A prerequisite is that an alliance is in pursuit of a common agenda and has accountability to the public at large. Part of this accountability must presuppose that it is not clandestine. If it is even remotely based on surreptitious deal(s) unknown to the public, it is harmful to the people who are ruled under such a regime. In other words, an alliance is desirable only when it is transparent at the time of its formation and remains open to scrutiny within democratic frameworks. Transparency of an alliance is an indicator of its democratic credentials.

If alliance participation is typically appropriate in Goa for the time being, on what grounds can it reasonably be advocated? Some questions are in order. Is the Alliance between BJP, MGP, and Goa Forward intrinsically valuable because it enriches the political outlook of each? Does the alliance participation facilitate the emergence of new perspectives superior to the initial programmes of the parties involved? Is the alliance driven by political compulsions of narrow power or conditions of needing to serve counterproductive political forces that translate into a powerful development agenda? Does the alliance lean towards giving voice to citizens, and thereby express the ideal of democratic inclusion better than any single party or group of parties?  

The passing of Manohar Parrikar brought new dynamics into play over the last few days. The death and funeral did not turn out to be the watershed event his supporters would have liked to witness. A few thousands were what TV crews reported. 

The MGP did not show up surfacing fissures in government formation. His legacy is what it was when he was alive. It was a cacophony of governance mantras and out of beat outcomes. 

It is clear that the renewed alliance is not outcome of common perspectives or even a common minimum programme. It is born of sheer opportunism and the final political product was developed from hard bargaining about the loaves and fishes of power arrangements. The consequence turned out to be laughable for those who take politics seriously, not as members of any political formation, but as a means of governance. 
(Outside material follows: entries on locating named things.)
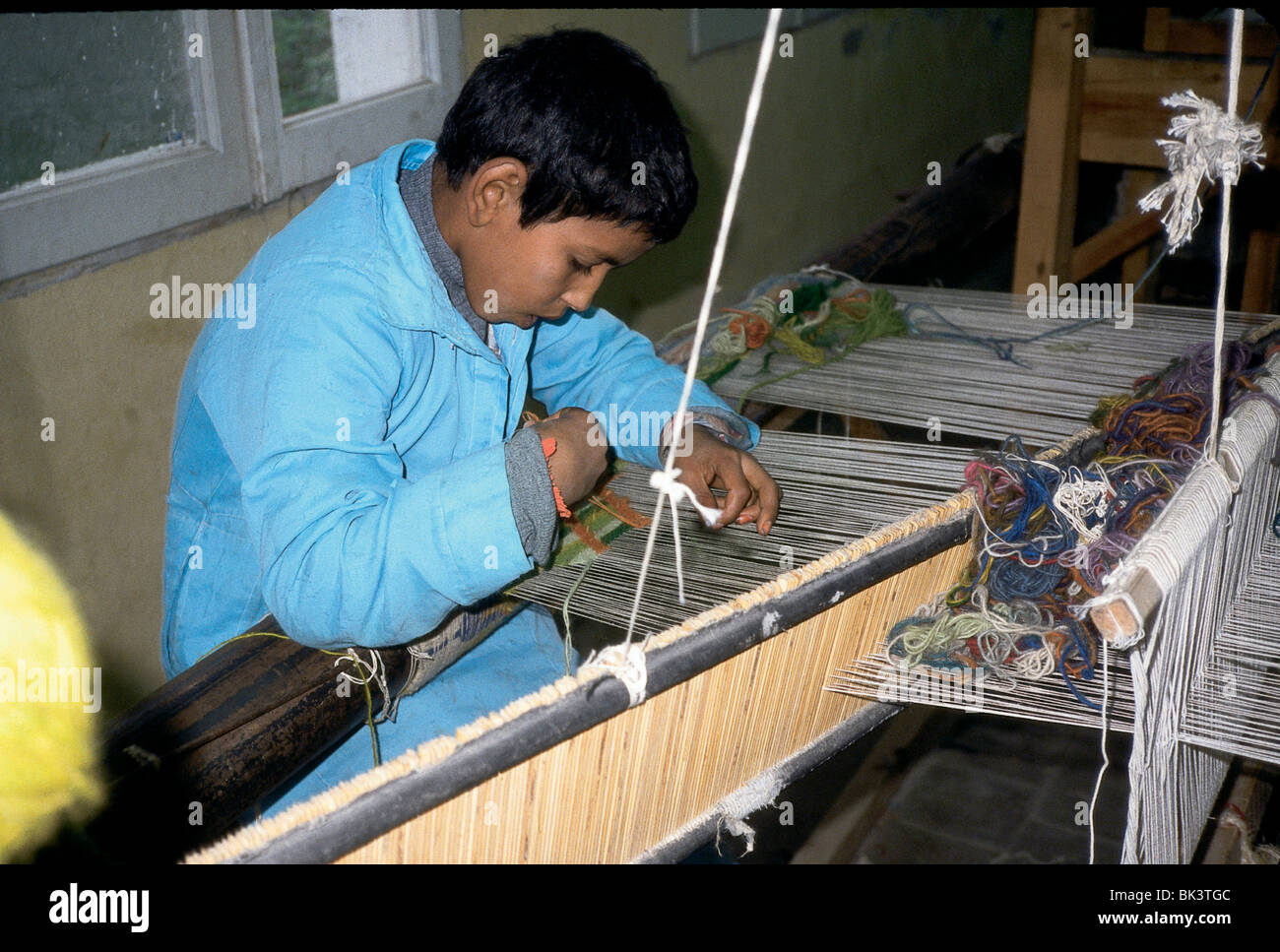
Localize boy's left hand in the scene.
[662,425,782,535]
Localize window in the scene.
[0,10,462,281]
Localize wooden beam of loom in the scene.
[188,431,1097,862]
[188,494,972,862]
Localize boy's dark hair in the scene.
[436,30,698,243]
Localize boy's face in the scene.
[438,159,654,329]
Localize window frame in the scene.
[0,10,462,282]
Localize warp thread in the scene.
[577,641,649,708]
[714,768,785,857]
[886,343,1280,708]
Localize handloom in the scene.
[188,432,1111,862]
[172,12,1280,858]
[172,315,1270,861]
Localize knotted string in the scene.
[626,8,782,646]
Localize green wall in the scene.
[0,9,1033,713]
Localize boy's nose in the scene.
[560,274,605,311]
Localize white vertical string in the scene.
[627,8,782,645]
[1204,8,1245,460]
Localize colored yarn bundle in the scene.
[887,343,1270,708]
[0,513,103,862]
[669,275,908,411]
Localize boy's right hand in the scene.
[532,407,609,514]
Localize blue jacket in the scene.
[163,140,759,675]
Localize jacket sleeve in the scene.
[529,307,760,470]
[200,263,533,648]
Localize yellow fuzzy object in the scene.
[0,513,103,862]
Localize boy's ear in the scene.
[464,157,529,227]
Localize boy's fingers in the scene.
[742,454,782,535]
[677,473,721,524]
[716,467,755,529]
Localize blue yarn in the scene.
[987,559,1066,603]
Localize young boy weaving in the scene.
[163,31,778,808]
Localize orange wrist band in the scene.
[543,436,573,520]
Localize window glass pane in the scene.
[272,10,425,116]
[0,10,199,191]
[272,10,338,115]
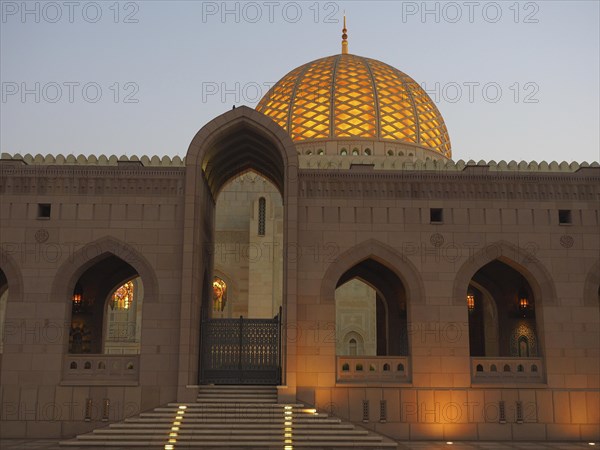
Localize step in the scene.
[59,439,397,450]
[125,416,340,425]
[139,408,328,420]
[166,402,304,410]
[108,422,355,432]
[93,427,369,438]
[78,432,382,442]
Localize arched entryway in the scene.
[179,107,298,388]
[453,241,556,383]
[68,253,144,354]
[320,240,424,382]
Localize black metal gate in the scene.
[200,308,281,385]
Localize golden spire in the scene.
[342,14,348,55]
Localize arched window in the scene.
[258,197,267,236]
[519,336,529,358]
[104,277,144,354]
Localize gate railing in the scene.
[200,308,281,384]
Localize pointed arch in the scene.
[583,260,600,307]
[186,106,298,201]
[0,248,23,303]
[321,239,425,304]
[453,241,557,306]
[178,106,298,391]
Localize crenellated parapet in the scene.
[0,153,600,173]
[1,153,185,167]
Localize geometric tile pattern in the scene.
[256,54,452,158]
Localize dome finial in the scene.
[342,14,348,55]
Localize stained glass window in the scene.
[258,197,267,236]
[110,281,133,310]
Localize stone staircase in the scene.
[60,386,397,450]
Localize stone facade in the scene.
[0,107,600,441]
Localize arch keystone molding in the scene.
[321,239,425,307]
[452,241,558,306]
[50,236,159,306]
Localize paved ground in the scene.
[0,439,600,450]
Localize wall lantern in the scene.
[467,293,475,312]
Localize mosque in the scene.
[0,20,600,442]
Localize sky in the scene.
[0,0,600,162]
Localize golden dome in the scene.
[256,53,452,158]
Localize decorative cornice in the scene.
[0,160,185,197]
[0,153,185,167]
[299,166,600,201]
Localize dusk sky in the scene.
[0,1,600,162]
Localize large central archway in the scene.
[179,106,298,390]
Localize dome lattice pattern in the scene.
[256,54,451,158]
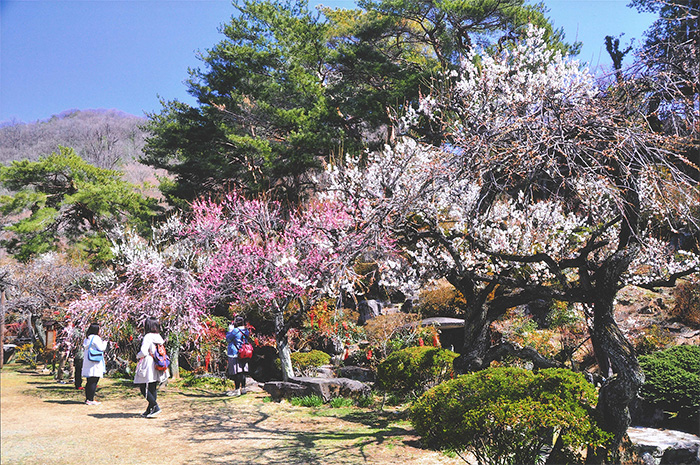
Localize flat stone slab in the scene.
[263,381,310,400]
[289,377,371,402]
[263,377,371,402]
[404,316,464,329]
[627,426,700,465]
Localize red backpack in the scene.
[153,342,170,371]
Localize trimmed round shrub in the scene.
[376,346,457,396]
[291,350,331,375]
[410,367,606,464]
[639,345,700,425]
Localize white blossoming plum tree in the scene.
[328,27,699,462]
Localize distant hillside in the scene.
[0,110,146,169]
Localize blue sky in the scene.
[0,0,654,123]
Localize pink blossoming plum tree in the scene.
[184,193,392,379]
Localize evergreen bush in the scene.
[377,346,457,396]
[291,350,331,376]
[639,345,700,426]
[410,367,606,465]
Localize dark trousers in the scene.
[139,381,158,413]
[85,376,100,400]
[233,373,245,389]
[73,357,83,389]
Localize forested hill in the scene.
[0,110,146,169]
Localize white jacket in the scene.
[134,333,170,384]
[80,334,107,378]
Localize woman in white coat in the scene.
[134,317,169,418]
[81,323,109,405]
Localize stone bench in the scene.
[263,377,371,402]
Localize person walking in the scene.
[134,317,169,418]
[226,315,250,396]
[81,323,109,405]
[73,327,85,391]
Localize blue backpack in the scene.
[153,342,170,371]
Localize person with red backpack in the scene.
[134,317,170,418]
[226,315,253,396]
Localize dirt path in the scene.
[0,365,463,465]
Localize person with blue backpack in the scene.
[134,317,170,418]
[226,315,253,396]
[81,323,109,405]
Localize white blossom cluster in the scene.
[326,22,697,294]
[438,25,598,132]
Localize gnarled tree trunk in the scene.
[588,248,644,463]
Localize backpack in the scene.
[87,336,103,362]
[238,330,253,359]
[153,342,170,371]
[238,342,253,358]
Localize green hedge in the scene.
[410,367,606,465]
[639,345,700,424]
[376,346,457,396]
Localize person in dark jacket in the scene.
[226,315,250,396]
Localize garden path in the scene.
[0,364,464,465]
A Chief Minister with two appendages in the form of Deputy CMs does not bode well for the political stability of the State. It’s the equivalent of handing the two deputy CMs a veto. Twelve MLAs belonging to the alliance are now cabinet members. 

All we have is a bus full with each passenger jostling for more space and influence on the question of which direction the journey will take and what the finishing destination will be. 

The absence of a previous agreement on the destination could mean it will go where the loudest voices commandeer the bus and what pressures the driver will yield to. There will be no coherence and the common project, if there is one, or one will actually be put in place, will revolved the lowest common denominator. It would not be even remotely a project that fits in with the ideal alliance principle of the highest common denominator. Individual Ministers may accomplish useful work. By and large, the rest will be busy building their nests for the political future.  

Goa today does not have a political arrangement at the helm of affairs. It has a tentative pact between individuals who now make up the government. Even the once-rigid (in ideological terms) BJP has opted for power as primary and governance as the side show, notwithstanding the slogans of Vikas, Goemkarponn, and whatever else. If benefits accrue, it will more by coincidence than design.

We, the people, must now fend for ourselves. As much as government has failed the people, the people have also failed to be responsible in making democracy stick. 

In the final analysis, history has shown that the political class will never part with power voluntary. They and their corporate masters, supported by a pliable bureaucracy will direct our destinies. Our futures seem headed in the direction of social and economic decay. Unless we develop alert and agile civil society formations on multiple fronts that audit the government at every twist and turn of their decision making and in every sector. A government is only legitimate when its authority has the consent of the people.